Einer der Stars war Castro auf der an großen Namen nicht eben armen UNO-Veranstaltung zum 50jährigen Jubiläum der Weltorganisation, die vom 21. bis 24. Oktober in New York stattfand. Aufmerksamkeit war dem cubanischen Staatschef schon deshalb sicher, weil republikanische Hardliner sich im Vorfeld der Veranstaltung mit der Regierung darüber stritten, ob man Castro nicht das Visum verweigern sollte.

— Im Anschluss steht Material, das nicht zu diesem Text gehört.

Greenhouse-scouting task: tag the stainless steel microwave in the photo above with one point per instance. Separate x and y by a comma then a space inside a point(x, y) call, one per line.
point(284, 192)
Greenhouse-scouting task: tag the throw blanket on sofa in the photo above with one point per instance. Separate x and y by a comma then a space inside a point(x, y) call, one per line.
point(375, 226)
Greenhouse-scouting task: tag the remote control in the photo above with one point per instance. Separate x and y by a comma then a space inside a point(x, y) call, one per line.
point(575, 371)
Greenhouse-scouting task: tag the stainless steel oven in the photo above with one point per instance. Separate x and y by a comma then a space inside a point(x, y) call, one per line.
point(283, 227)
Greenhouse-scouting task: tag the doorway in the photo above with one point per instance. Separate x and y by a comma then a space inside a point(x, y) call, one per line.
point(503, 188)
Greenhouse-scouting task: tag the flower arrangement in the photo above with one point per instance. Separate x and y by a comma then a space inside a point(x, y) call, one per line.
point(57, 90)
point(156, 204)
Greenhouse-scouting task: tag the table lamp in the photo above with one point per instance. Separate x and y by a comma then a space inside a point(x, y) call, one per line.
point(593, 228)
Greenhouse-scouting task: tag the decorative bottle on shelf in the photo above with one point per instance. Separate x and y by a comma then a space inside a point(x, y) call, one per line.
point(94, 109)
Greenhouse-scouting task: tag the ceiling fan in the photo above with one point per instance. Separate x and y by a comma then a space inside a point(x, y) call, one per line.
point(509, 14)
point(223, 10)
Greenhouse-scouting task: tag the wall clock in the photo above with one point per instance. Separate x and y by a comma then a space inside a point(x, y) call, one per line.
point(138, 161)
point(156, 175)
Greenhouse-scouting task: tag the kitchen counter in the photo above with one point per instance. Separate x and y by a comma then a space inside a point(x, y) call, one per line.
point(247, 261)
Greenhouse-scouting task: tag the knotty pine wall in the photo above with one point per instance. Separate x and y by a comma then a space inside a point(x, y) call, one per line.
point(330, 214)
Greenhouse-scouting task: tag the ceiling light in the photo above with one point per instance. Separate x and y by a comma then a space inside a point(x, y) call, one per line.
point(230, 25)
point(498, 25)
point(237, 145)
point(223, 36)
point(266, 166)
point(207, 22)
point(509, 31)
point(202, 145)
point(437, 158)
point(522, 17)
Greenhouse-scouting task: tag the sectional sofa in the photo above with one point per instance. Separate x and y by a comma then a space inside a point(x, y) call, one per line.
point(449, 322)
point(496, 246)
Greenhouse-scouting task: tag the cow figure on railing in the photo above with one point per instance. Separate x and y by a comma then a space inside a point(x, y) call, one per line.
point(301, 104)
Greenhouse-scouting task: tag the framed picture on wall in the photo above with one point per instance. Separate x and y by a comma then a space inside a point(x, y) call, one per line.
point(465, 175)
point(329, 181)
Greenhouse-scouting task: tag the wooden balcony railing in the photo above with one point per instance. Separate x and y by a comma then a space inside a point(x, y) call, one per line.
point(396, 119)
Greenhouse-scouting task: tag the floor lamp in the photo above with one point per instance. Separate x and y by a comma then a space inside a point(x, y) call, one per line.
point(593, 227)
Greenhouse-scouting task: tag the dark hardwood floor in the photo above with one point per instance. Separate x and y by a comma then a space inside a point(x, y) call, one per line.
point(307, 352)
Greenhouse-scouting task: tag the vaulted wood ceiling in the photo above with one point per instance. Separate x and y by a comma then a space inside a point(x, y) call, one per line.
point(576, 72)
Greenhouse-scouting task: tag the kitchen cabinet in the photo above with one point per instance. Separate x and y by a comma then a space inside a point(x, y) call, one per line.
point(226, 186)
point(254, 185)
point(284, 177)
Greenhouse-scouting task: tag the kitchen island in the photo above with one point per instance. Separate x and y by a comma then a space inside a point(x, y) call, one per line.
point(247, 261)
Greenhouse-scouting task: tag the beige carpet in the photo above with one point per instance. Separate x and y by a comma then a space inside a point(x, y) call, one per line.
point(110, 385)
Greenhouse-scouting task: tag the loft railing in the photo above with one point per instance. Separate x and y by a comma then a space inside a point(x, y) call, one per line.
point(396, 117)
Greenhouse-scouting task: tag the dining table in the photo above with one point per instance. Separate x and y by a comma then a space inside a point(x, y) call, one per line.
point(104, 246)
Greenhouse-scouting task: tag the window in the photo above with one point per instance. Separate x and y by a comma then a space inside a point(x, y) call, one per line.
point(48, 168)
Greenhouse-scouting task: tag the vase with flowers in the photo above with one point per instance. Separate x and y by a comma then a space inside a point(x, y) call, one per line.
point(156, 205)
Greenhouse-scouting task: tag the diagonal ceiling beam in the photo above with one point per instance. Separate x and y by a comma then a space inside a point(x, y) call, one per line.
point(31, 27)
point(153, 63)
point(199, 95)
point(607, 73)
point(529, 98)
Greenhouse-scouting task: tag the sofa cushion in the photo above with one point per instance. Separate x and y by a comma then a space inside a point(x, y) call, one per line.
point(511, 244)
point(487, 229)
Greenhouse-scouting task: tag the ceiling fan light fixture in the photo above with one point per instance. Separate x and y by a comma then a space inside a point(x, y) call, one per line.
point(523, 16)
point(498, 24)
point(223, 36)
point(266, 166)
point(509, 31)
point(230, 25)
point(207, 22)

Zum Rahmenprogramm seines New Yorker Auftritts gehörte ein Lunch mit dem hochfeinen Council of Foreign Affairs, eine Rede in einer Kirche in Harlem, Treffen mit diversen Wirtschaftsmagnaten und Pressezaren und eine Rede in einem Restaurant in der Bronx vor 200 Geschäftsleuten. CBS, NBC und CNN sorgten dafür, daß Castro die meisten Fernsehminuten von allen Konferenzteilnehmern zusammenbrachte; CNN widmete ihm eine ganze Stunde. Als der Comandante gegen Mitternacht des 24. Oktober abreiste, hatte er seinen republikanischen Erzfeinden und den konservativen Cubanoamerikaner-Organisationen, die nur ein paar kleinere Demonstrationen zusammenbrachten, eindeutig die Schau gestohlen.

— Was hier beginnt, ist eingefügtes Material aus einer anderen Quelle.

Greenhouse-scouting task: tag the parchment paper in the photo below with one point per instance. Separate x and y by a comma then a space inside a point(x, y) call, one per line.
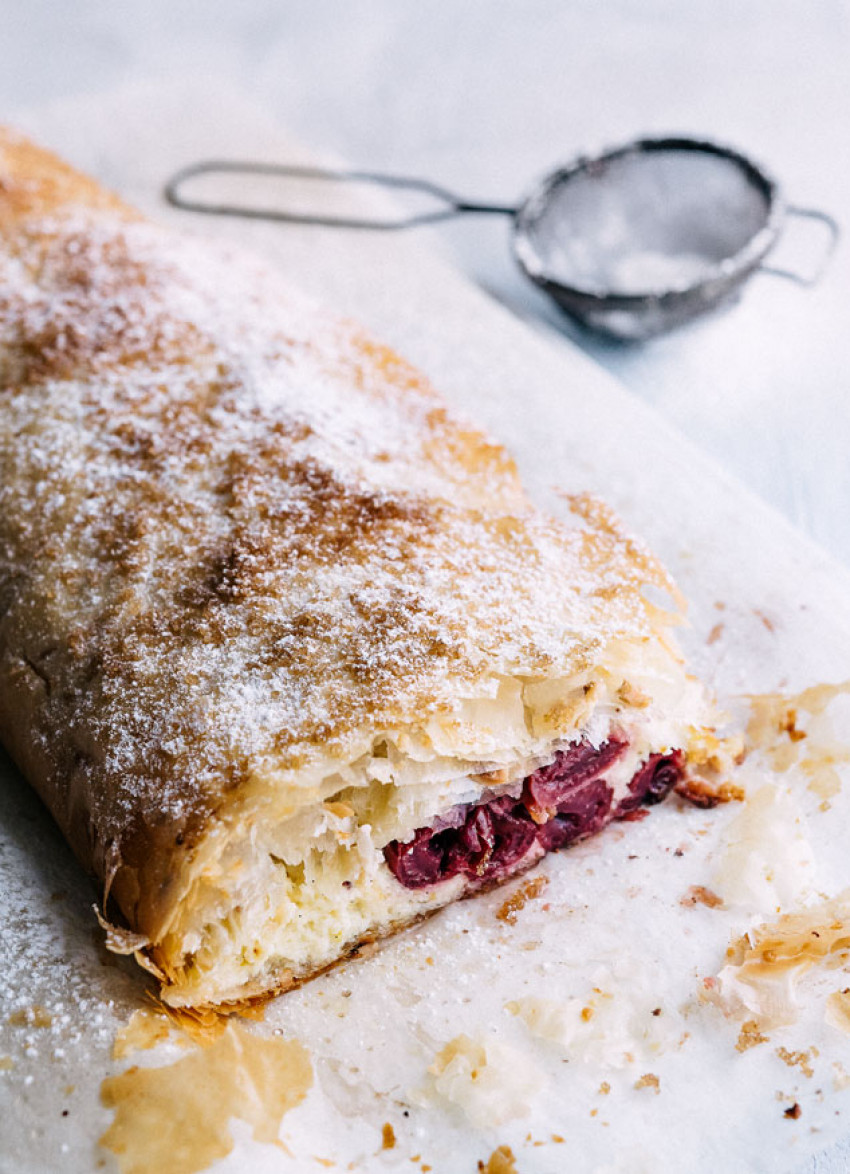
point(613, 921)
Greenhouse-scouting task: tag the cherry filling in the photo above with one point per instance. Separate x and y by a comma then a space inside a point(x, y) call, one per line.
point(566, 801)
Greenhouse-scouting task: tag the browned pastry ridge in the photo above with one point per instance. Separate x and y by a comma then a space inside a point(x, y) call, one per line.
point(267, 607)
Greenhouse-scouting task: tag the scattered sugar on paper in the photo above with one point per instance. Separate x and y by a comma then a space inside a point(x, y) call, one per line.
point(763, 967)
point(607, 1030)
point(837, 1013)
point(769, 863)
point(176, 1118)
point(487, 1080)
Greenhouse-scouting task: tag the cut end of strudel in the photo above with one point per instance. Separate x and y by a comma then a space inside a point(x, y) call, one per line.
point(284, 647)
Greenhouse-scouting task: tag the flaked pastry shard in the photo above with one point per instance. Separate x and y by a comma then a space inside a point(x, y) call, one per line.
point(284, 647)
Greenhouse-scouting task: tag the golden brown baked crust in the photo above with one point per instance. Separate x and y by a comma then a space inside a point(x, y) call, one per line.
point(240, 541)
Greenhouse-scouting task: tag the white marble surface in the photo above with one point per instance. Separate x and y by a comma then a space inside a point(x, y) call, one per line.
point(486, 95)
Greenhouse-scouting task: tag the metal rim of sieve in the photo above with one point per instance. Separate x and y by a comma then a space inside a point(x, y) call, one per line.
point(720, 278)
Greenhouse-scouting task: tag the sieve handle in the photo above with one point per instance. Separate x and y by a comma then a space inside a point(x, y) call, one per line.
point(452, 206)
point(834, 231)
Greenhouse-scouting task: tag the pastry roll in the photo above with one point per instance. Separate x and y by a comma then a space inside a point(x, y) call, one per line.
point(284, 647)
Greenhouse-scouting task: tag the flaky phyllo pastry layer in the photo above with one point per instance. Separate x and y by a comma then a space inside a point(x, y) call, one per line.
point(285, 648)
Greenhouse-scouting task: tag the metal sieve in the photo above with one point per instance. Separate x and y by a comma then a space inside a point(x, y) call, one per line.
point(632, 241)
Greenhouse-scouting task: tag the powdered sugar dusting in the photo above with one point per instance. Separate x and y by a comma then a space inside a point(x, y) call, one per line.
point(237, 535)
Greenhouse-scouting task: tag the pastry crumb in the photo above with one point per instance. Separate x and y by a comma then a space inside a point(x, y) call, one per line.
point(510, 909)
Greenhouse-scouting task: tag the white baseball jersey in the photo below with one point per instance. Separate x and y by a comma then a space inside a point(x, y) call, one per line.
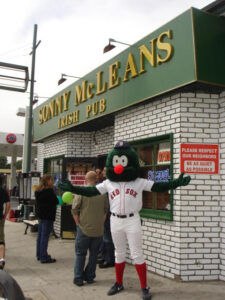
point(125, 197)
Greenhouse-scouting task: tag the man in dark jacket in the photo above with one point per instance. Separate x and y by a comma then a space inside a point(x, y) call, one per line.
point(46, 202)
point(4, 201)
point(9, 288)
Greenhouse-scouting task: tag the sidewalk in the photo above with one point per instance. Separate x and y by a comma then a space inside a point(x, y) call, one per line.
point(54, 281)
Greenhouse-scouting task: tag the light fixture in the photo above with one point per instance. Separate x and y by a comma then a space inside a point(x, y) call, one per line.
point(63, 79)
point(109, 47)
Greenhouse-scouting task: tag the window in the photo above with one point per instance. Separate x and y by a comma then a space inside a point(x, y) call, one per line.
point(156, 164)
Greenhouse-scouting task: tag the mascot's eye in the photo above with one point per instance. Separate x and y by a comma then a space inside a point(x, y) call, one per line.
point(116, 160)
point(123, 160)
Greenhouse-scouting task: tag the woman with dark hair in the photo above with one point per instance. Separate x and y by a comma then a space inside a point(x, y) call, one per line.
point(46, 202)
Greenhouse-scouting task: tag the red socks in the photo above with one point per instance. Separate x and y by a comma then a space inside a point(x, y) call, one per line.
point(142, 273)
point(119, 272)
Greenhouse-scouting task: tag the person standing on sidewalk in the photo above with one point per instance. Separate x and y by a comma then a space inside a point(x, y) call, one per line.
point(46, 202)
point(89, 215)
point(108, 254)
point(4, 201)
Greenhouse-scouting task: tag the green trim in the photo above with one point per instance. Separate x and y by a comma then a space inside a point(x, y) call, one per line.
point(46, 160)
point(154, 141)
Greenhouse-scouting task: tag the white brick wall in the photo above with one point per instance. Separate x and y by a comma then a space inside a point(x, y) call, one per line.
point(40, 157)
point(189, 247)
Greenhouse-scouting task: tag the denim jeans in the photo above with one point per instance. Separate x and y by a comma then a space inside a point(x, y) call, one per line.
point(108, 251)
point(44, 230)
point(83, 243)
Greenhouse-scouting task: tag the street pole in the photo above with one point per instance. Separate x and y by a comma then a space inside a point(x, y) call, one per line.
point(28, 142)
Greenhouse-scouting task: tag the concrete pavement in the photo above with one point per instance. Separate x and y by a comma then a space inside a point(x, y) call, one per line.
point(54, 281)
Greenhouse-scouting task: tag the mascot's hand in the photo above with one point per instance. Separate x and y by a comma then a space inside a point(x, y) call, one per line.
point(182, 181)
point(67, 186)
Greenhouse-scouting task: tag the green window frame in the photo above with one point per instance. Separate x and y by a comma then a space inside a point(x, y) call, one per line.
point(55, 168)
point(154, 143)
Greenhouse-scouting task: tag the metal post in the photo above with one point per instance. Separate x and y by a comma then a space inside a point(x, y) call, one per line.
point(30, 117)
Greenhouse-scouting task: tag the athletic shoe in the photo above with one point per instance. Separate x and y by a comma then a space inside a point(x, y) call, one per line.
point(116, 288)
point(90, 281)
point(145, 294)
point(78, 282)
point(49, 261)
point(2, 264)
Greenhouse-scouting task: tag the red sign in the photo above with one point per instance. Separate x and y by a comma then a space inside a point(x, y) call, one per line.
point(199, 158)
point(11, 138)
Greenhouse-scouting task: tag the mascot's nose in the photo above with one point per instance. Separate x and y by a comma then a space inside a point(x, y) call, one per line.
point(118, 169)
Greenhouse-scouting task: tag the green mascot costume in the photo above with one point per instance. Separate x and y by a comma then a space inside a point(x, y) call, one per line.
point(125, 188)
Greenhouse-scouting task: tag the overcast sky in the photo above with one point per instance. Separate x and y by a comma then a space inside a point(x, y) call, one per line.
point(73, 34)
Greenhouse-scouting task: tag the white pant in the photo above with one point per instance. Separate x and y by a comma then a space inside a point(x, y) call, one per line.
point(127, 230)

Im Dezember 1995 brach Castro zu einer längeren Reise nach Vietnam und China auf, die er nutzte, um auf "technischen Zwischenstops" in Japan und Kanada Werbung für die cubanische Wirtschaftsreform zu machen und das US-Embargo anzuprangern. Auch in Zukunft ist damit zu rechnen, daß der "neue Castro" und seine von der holländischen Modistin Merel Van't Wout gefertigten Maßanzüge Aufsehen erregen, denn Roberto Robaina hat mit seinem Chef noch viel vor.

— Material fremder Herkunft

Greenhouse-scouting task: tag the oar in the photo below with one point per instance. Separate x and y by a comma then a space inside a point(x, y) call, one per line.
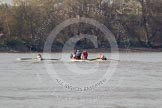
point(51, 59)
point(92, 59)
point(113, 59)
point(26, 58)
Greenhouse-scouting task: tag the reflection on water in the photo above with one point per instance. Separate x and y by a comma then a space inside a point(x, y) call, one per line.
point(136, 83)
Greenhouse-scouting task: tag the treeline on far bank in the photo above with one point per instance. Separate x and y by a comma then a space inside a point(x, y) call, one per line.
point(25, 25)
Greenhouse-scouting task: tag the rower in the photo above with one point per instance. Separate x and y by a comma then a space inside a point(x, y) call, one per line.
point(78, 55)
point(39, 57)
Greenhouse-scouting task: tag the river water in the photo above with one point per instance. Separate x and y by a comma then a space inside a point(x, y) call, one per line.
point(133, 82)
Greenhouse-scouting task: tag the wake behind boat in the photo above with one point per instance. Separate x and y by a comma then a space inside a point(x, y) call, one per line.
point(38, 58)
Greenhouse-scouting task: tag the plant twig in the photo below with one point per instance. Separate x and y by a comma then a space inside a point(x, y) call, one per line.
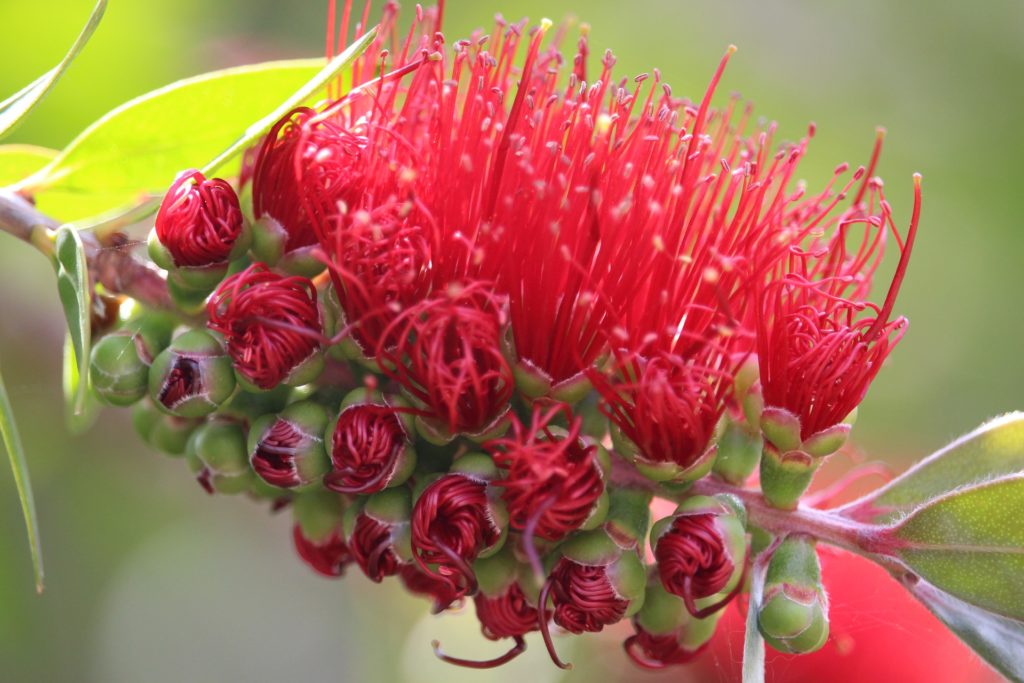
point(111, 261)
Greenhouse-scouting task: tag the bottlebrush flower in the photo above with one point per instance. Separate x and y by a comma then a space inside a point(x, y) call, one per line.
point(370, 447)
point(820, 344)
point(448, 356)
point(271, 326)
point(552, 479)
point(667, 408)
point(455, 521)
point(200, 222)
point(700, 553)
point(327, 556)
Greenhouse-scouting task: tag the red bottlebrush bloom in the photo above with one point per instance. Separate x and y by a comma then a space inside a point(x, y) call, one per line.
point(441, 591)
point(270, 323)
point(819, 343)
point(658, 651)
point(327, 557)
point(584, 597)
point(448, 355)
point(367, 444)
point(373, 548)
point(452, 525)
point(668, 406)
point(552, 481)
point(199, 220)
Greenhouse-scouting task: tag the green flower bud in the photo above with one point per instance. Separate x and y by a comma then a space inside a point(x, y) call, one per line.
point(119, 369)
point(794, 612)
point(193, 377)
point(216, 454)
point(287, 450)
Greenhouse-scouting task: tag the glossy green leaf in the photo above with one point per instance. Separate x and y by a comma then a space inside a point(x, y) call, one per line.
point(73, 286)
point(970, 543)
point(132, 154)
point(996, 639)
point(19, 161)
point(14, 109)
point(79, 421)
point(15, 452)
point(994, 450)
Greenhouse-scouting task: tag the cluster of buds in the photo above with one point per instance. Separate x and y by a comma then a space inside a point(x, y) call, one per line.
point(483, 305)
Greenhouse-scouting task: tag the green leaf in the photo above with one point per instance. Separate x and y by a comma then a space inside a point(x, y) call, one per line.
point(19, 161)
point(970, 543)
point(994, 450)
point(73, 286)
point(14, 109)
point(997, 639)
point(12, 443)
point(78, 421)
point(754, 642)
point(134, 152)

Der Abschuß zweier us-amerikanischer Zivilflugzeuge durch die cubanische Luftwaffe, die, von cubanischen Exilorganisationen gechartert, in den cubanischen Luftraum eingedrungen waren, hat Ende Februar - zumal wegen des beginnenden amerikanischen Wahlkampfes - zu einer weiteren Verschlechterung des Verhältnisses zu den USA geführt. Gleichwohl hat die Clinton-Administration bislang nur eher "mittlere" Sank-tionen ergriffen. Die rund 100.000 vorwiegend cubanischen Touristen, die jährlich per US-Charterflug ihre Verwandten in Cuba besuchen, müssen sich neue Flugrouten suchen, Kreuzfahrtschiffe aus den USA werden zunächst nicht wieder in Havanna anlegen, und weitere schmerzhafte, aber die Entwicklung in Cuba wohl nur geringfügig beeinflussende Embargoverschärfungen läuten eine in amerikanischen Wahlkampfjahren ohnehin zu erwartende Klimaverschlechterung der bilateralen Beziehungen ein. Der Anlaß hätte vor wenigen Jahren noch erhebliche Repressalien und eine bedrohliche Krise provoziert. Heute dient er vor allem dem Nachweis, daß der amtierende US-Präsident sich von keinem Wahlkampfrivalen an Schnelligkeit und Entschiedenheit bei der Verteidigung amerikanischer Interessen übertreffen läßt.